秘する君は、まことしやかに見紛いの恋を拒む。
自分が発した筈のそんな言葉は、自分のものとは思えない程に尖った声で自分の耳を刺す。
──嘘。嘘。嘘。嘘。
だって高人さんは約束してくれた。戻ってくるって。・・・そして、結婚しようって。高人さんがその約束を破って、私を置いていく筈がない。
「・・・嘘、つかないでください」
「嘘だと思うなら東京へ来て、直接貴方の目で確かめて下さい」
そう言って再び差し伸べられた手から目を反らすと、その手は背へと伸びそのまま私の身体を抱きかかえた。
しゃがみ込んでいた筈の身体は宙に浮き、とっさに声など出ない程に状況がつかめなかった。
「・・・な、何するんですか、降ろして下さいっ」
「自分の足で立って、一緒に東京へ行ってくれるというのなら降ろしますよ」
「立ちます!東京へ行きますから・・・!」
そう抗議して手足をジタバタとすると、秋世さんは小さくため息をついて私の身体をそっとおとした。

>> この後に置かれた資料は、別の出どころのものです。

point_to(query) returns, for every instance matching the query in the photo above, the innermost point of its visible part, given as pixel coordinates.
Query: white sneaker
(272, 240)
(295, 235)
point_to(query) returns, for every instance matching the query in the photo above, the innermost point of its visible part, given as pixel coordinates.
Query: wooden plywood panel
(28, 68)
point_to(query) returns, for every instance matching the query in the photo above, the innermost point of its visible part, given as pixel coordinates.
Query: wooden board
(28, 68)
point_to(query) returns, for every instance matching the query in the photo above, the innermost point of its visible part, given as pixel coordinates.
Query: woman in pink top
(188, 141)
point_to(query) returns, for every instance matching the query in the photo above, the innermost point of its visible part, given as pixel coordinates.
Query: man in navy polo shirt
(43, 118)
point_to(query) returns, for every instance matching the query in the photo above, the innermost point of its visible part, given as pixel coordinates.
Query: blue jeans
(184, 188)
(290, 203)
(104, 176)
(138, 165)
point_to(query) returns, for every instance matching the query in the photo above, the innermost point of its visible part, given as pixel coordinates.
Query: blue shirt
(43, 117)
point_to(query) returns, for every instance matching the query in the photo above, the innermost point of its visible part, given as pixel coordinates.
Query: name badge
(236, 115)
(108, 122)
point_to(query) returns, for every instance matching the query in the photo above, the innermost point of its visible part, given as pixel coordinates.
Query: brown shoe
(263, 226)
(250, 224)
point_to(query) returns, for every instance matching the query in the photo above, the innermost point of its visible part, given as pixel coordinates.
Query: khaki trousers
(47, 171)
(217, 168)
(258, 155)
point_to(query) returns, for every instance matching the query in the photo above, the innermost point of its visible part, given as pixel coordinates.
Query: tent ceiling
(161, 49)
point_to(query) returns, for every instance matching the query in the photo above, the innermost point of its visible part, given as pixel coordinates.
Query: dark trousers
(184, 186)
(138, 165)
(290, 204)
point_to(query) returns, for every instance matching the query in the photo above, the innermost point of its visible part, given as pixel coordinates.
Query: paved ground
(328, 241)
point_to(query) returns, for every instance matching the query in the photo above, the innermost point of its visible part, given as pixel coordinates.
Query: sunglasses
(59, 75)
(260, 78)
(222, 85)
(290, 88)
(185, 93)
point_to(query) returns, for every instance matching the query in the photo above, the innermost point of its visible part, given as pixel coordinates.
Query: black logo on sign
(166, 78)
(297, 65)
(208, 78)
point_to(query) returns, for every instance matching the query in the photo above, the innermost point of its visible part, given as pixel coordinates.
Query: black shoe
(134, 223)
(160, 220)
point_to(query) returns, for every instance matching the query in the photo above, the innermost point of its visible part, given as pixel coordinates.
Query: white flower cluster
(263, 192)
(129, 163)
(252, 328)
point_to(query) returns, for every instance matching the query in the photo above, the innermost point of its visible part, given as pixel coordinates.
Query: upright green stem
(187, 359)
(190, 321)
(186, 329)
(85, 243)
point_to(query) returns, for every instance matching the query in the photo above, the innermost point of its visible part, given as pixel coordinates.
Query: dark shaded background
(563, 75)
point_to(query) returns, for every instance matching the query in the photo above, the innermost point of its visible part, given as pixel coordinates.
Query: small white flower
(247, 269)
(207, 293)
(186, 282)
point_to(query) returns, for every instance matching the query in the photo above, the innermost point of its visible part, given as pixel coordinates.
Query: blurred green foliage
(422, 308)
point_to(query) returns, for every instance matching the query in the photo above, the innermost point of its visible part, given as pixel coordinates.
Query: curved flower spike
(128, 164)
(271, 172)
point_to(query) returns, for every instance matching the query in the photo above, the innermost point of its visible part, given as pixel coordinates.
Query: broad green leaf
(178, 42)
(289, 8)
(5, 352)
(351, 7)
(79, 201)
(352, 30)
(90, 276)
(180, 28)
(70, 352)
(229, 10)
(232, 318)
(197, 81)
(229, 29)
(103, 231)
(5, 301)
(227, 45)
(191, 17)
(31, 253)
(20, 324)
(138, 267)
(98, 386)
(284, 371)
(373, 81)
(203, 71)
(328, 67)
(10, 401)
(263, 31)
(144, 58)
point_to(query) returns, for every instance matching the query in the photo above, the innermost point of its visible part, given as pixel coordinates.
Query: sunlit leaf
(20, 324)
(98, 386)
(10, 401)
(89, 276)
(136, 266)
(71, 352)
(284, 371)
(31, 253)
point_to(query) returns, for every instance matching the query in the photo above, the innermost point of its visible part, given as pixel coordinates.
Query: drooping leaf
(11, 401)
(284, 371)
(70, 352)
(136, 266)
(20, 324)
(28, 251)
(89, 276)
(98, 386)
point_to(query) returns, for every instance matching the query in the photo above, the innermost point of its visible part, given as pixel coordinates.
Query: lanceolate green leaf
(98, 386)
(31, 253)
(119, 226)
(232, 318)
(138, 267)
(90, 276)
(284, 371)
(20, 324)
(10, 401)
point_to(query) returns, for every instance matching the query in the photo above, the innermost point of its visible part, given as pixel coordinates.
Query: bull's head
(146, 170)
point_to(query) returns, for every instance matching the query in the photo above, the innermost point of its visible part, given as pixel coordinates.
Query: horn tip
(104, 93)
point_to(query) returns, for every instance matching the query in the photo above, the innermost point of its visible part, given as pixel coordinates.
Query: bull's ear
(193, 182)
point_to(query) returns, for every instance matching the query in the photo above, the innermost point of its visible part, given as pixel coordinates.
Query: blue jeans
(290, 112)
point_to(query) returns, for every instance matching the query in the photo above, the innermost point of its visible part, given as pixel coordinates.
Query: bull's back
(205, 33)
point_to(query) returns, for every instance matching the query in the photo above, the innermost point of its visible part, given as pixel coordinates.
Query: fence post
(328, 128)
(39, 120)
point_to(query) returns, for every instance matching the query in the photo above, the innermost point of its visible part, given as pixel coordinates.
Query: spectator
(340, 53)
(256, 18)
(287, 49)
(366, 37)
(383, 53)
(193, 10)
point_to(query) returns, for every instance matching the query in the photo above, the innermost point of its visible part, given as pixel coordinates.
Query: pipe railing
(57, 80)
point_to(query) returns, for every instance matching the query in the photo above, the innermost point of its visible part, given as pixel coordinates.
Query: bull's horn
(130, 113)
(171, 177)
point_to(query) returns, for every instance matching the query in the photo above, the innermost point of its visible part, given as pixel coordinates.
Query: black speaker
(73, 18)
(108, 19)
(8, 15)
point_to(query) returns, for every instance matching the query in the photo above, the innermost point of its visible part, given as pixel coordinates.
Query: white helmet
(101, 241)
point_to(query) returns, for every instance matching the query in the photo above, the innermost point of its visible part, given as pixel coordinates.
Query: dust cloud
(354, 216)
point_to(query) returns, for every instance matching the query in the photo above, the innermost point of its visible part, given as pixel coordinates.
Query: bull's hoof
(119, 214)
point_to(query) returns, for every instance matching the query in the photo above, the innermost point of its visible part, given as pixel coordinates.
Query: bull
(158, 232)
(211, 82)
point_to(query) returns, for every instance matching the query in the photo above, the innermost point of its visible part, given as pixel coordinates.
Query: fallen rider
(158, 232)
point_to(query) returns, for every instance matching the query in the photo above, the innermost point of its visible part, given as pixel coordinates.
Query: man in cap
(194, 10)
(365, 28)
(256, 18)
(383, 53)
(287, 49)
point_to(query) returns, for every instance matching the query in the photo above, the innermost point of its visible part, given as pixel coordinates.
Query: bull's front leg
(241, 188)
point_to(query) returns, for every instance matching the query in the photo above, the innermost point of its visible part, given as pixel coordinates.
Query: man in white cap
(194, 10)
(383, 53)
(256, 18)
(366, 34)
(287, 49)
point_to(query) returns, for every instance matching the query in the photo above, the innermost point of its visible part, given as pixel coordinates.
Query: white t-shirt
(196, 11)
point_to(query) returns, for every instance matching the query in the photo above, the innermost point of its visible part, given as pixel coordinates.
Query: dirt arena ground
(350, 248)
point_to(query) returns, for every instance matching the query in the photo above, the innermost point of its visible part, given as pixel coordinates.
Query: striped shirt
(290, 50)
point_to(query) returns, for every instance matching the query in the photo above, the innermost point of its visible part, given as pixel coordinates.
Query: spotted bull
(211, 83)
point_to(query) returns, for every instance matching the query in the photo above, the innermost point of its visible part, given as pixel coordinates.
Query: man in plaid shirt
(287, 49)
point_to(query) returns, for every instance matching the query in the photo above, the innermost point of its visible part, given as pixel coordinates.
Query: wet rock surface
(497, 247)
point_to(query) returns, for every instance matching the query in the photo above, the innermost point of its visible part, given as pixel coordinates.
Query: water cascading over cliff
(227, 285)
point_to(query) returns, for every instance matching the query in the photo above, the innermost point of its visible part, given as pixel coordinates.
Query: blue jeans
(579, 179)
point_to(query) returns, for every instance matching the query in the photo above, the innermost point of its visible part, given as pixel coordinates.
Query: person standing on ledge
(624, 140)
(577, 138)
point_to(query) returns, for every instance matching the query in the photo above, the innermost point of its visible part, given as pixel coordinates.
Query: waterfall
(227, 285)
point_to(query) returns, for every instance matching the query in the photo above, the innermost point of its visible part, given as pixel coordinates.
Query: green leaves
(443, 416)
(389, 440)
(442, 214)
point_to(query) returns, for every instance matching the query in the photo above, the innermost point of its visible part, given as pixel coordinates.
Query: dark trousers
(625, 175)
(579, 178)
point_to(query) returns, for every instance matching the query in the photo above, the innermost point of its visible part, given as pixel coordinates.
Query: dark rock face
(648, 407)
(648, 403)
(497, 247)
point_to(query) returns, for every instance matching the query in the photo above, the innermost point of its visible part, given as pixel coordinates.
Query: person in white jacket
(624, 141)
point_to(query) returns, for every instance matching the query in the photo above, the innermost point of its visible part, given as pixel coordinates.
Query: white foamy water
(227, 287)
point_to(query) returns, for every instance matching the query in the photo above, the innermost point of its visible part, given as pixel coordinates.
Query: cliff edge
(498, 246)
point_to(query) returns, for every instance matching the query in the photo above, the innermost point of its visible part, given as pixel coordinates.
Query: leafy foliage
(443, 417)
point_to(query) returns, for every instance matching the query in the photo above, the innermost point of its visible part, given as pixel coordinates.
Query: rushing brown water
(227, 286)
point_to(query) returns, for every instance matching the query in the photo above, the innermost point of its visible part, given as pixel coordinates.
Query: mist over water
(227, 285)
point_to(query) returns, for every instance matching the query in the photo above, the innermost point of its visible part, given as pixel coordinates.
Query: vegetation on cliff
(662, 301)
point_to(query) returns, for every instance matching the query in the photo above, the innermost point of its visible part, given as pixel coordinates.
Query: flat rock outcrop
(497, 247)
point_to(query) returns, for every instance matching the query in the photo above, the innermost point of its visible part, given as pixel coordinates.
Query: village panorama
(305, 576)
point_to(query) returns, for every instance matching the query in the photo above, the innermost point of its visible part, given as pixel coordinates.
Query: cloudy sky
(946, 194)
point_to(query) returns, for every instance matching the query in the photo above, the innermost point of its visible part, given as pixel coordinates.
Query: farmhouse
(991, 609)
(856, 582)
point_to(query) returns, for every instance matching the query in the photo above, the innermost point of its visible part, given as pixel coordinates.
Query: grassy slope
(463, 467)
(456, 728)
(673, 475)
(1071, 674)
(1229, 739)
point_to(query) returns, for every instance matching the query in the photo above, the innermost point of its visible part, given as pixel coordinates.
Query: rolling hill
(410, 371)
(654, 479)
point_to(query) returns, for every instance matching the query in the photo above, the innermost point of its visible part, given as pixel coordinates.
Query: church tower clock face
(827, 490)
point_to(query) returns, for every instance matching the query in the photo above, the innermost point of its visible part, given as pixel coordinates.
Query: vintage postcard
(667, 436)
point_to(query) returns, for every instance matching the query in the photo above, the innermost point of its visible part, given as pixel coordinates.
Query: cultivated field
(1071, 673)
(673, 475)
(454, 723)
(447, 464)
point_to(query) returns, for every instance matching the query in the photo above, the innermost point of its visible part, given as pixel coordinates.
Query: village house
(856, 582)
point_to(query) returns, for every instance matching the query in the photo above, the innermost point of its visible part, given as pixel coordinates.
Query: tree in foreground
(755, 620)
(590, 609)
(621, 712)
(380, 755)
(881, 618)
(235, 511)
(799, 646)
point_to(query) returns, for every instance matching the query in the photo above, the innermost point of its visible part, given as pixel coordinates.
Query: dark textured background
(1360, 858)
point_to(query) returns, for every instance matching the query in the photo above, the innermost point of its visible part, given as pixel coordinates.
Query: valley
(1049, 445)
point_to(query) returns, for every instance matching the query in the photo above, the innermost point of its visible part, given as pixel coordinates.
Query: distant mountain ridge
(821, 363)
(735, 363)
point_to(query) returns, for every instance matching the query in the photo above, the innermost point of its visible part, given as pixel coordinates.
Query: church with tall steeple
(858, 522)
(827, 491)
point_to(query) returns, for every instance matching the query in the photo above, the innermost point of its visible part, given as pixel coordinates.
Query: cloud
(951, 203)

やっと足が床につき、ふっと安心すると共に段々と頭が冴えていく。
「彼女をかりていきますね」
秋世さんはそう言って店長に小さく会釈をすると、目をふせて俯く私の腕を引いて店の外に出た。店の外には一台のタクシーが待機しており、腕をひかれるままにそのタクシーに乗り込む。